A good drainage contractor will find ways of finding an outlet. Would you mind giving GPS coordinates? Google earth will let you get elevation #'s so you can plan with that if you are not already using GPS auto steer. (That builds an elevation map in the data. At least mine does.) Don't forget you are supposed to fill out a federal form for anything tile, even repairs. Maybe surface drainage would give you a better ROI? Find a tractor pulled scraper.

Check with other farmers before visiting the NRCS. Some offices house environmental crazies. EPA will someday claim that land as their own, thanks to the water rules.

I'm building my second tile plow.
 
   / How to drain a crop field #7  
I would first run a subsoiler to break up the hard pan and temporarily ditch it after fall harvest. If that didn't adequately take care of the problem I would create a sacrificial small pond/swale/ditch.

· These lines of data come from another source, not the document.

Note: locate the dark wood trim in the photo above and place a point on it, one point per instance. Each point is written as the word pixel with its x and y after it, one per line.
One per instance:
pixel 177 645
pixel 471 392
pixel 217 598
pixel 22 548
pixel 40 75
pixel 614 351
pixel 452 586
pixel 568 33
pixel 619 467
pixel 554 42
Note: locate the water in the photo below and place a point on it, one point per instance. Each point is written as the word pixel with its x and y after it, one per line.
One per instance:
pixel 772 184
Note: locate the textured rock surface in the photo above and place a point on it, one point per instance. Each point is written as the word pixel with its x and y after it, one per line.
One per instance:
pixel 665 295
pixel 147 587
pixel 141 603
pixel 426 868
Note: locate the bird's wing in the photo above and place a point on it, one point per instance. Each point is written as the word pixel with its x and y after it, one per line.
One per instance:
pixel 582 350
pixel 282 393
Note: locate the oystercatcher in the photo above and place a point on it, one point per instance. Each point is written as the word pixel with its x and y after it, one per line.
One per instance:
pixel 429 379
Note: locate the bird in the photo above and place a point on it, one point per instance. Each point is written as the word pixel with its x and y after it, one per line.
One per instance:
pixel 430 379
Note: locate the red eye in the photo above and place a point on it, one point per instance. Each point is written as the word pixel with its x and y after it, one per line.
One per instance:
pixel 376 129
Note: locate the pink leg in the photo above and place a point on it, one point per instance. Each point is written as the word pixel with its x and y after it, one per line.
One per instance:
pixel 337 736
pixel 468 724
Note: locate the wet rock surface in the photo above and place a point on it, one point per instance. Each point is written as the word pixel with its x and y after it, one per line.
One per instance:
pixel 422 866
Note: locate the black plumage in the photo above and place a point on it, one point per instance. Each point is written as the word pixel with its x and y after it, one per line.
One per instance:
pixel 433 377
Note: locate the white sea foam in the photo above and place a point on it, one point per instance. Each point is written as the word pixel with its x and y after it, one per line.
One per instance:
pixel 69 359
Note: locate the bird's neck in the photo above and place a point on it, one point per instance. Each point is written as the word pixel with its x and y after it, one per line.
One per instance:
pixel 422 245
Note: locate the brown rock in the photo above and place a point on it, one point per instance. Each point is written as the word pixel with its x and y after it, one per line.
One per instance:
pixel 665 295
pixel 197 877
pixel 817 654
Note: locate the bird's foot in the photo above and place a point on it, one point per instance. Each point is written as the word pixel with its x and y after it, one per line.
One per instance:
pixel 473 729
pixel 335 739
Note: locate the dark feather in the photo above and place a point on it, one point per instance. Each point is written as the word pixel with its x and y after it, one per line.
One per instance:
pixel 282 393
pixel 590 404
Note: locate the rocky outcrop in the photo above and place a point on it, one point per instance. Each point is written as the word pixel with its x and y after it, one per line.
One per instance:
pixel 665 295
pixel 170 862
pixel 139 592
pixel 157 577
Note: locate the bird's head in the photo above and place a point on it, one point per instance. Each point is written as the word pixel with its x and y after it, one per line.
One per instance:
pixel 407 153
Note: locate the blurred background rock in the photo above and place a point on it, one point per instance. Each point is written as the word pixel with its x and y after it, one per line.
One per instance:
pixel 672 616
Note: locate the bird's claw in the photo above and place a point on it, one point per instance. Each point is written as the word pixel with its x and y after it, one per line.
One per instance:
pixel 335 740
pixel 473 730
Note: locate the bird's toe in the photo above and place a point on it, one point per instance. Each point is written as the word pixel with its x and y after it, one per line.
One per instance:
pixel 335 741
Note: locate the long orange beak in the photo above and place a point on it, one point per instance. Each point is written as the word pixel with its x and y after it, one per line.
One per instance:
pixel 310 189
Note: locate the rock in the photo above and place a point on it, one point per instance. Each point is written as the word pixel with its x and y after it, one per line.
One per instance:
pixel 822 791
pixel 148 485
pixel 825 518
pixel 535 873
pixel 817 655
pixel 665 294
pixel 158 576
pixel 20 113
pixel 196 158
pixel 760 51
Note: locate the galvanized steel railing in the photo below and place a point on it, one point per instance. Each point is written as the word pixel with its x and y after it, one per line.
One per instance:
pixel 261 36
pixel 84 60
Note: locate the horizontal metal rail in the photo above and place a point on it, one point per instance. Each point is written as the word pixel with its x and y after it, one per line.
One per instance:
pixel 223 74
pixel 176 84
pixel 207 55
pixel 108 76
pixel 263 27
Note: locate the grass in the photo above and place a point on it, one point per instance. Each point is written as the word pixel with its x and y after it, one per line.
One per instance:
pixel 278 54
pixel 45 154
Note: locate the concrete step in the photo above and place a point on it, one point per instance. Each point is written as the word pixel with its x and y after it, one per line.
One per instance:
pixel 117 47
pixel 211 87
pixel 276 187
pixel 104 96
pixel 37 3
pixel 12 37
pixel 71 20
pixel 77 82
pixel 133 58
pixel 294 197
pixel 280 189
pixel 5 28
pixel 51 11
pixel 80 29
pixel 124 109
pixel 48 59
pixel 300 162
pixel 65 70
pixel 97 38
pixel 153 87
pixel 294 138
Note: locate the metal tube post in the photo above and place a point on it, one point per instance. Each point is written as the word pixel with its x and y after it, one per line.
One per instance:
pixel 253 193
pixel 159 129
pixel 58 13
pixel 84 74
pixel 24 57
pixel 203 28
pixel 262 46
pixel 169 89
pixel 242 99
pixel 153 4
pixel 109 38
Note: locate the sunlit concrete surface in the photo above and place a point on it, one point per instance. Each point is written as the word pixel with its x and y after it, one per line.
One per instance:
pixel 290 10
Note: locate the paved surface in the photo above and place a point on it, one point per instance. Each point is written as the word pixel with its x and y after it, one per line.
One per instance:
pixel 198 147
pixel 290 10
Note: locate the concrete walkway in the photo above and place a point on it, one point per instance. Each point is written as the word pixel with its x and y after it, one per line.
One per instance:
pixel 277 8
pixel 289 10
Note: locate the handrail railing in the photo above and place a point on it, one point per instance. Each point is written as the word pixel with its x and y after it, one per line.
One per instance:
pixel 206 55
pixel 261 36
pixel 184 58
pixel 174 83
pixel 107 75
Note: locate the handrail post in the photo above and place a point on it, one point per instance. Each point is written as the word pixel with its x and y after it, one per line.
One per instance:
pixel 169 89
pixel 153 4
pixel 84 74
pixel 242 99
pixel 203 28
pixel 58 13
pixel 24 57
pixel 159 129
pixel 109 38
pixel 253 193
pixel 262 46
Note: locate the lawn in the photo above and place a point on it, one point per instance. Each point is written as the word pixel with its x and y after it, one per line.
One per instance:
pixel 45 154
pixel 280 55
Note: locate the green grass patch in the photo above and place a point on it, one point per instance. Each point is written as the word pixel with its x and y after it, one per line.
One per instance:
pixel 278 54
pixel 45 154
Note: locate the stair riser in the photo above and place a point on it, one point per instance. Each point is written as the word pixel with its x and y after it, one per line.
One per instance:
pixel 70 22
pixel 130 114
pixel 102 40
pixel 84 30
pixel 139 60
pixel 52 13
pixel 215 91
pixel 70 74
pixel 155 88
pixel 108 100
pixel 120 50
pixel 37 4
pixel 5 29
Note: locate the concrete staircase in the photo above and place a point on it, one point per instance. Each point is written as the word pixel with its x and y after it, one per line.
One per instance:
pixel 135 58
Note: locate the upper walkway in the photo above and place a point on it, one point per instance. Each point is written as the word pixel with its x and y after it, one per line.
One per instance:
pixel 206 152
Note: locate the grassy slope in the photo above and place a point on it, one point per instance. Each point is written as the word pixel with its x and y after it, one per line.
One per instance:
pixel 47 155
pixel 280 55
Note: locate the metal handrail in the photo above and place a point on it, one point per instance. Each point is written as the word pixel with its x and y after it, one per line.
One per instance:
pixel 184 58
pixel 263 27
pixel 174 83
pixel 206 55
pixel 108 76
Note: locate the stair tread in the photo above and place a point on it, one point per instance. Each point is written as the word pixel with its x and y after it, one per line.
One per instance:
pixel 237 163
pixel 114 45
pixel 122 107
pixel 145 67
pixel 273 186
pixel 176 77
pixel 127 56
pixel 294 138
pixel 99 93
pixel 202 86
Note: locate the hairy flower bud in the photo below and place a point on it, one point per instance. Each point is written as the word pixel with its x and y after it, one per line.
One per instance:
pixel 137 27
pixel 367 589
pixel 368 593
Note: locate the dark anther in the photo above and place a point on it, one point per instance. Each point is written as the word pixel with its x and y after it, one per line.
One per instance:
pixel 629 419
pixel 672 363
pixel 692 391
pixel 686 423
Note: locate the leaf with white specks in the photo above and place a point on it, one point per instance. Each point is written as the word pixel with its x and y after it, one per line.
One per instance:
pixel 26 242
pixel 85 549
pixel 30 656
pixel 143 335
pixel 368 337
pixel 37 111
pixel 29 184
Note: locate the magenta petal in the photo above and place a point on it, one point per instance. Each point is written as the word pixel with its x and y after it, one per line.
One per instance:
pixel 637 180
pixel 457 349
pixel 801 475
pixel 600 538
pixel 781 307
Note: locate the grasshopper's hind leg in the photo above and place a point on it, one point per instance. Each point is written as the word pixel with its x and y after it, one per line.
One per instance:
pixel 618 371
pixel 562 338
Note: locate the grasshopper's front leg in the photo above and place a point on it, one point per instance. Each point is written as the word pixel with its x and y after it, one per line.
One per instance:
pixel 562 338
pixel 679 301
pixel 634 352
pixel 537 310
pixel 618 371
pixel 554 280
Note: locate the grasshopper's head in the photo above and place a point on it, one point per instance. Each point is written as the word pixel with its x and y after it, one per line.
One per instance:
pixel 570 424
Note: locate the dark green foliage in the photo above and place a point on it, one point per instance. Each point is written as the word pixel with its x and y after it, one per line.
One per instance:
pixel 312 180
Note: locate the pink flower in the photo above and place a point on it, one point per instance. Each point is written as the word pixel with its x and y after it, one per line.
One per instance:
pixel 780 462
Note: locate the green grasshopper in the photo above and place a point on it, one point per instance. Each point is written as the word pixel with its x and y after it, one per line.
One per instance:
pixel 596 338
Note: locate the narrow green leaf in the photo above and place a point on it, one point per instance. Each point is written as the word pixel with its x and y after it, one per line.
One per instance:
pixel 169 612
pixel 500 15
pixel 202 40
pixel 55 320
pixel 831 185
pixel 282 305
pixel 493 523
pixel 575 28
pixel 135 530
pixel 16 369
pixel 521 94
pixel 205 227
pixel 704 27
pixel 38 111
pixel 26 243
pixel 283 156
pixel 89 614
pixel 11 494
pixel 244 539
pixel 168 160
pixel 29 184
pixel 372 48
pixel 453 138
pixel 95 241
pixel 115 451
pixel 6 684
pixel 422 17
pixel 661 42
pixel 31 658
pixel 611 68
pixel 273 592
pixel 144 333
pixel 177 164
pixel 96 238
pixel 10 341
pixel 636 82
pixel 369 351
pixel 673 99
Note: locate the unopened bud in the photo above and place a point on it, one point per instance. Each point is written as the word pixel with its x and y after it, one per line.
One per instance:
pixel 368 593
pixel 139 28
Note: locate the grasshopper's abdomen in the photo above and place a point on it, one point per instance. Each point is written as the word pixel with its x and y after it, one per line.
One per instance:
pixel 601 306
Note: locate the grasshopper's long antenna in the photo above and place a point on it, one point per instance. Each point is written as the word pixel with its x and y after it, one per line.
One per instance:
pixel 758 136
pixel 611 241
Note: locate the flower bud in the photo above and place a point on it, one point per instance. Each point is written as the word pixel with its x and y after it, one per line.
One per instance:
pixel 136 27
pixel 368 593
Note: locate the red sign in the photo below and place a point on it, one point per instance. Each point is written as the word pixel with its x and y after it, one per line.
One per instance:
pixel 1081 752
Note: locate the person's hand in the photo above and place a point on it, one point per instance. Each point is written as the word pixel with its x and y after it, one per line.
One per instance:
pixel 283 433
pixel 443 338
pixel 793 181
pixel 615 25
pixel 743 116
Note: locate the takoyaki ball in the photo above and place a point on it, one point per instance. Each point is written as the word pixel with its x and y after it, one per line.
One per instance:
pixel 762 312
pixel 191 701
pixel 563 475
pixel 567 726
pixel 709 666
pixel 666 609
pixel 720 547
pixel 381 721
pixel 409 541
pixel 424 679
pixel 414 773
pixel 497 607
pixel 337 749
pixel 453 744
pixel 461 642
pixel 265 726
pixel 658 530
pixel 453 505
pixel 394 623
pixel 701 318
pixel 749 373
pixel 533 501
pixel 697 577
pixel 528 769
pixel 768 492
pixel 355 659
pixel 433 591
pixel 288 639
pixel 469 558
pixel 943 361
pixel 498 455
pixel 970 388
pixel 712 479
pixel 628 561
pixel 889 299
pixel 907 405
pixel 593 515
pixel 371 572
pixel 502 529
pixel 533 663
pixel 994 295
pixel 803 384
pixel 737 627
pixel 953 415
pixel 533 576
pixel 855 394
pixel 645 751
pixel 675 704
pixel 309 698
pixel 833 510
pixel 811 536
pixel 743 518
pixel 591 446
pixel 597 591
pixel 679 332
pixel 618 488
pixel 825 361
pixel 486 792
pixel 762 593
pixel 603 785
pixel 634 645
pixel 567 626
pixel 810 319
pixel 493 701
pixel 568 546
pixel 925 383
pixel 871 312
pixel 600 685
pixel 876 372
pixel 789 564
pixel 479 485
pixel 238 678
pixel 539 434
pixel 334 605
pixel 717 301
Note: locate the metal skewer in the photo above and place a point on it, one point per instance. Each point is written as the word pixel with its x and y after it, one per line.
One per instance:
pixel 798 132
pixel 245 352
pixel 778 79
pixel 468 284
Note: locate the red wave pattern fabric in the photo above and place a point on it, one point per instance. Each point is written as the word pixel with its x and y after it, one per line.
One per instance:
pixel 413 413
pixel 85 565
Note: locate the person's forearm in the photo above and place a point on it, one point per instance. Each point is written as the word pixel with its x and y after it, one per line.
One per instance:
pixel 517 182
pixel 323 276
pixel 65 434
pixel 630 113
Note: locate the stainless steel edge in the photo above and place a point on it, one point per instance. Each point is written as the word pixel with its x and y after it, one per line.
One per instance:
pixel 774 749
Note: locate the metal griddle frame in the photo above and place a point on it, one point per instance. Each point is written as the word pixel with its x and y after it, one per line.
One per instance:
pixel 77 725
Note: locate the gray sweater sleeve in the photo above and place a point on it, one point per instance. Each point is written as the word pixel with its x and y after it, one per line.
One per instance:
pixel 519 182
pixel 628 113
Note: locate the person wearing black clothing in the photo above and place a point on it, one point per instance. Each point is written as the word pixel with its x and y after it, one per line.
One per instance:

If that is unacceptable hiring a good drainage contractor who knows the government regulations and paperwork can help you spend your 10-15k budget.
 
   / How to drain a crop field #8  
First welcome to TBN.

From your description you are in red clay soil over the cave system. Correct?

How tall of a rise are you talking?

I'm thinking a grass waterway for that distance. If done properly would be of no interference to farming. Pickup and drive across set down again. Does need to be bushhoged twice a year or more. Maybe cut for hay.
 
   / How to drain a crop field #9  
as soon as you put a pump into the mix... cost / labor / maintenance. goes up quickly and puts you in the hurt. you need something that gravity flows the water to were ever. make it a drainage ditch, or a pipe.

siphon would be next best thing.

and making a sump pump like thing or anything with a pump the very last thing on the list.

Agreed.

Pumping is the last thing you want.

Ditch/swale it

Or tile it and possibly eave a standpipe.

But talking about 5 or 10 acres of water, and 50 acres draining into that, you will never find a pump big enough. There is always gonna be that higher than expected rainfall that is more than the pump will handle before 10 acres of crop is lost
 
   / How to drain a crop field #10  
Agreed.

Pumping is the last thing you want.

Ditch/swale it

Or tile it and possibly eave a standpipe.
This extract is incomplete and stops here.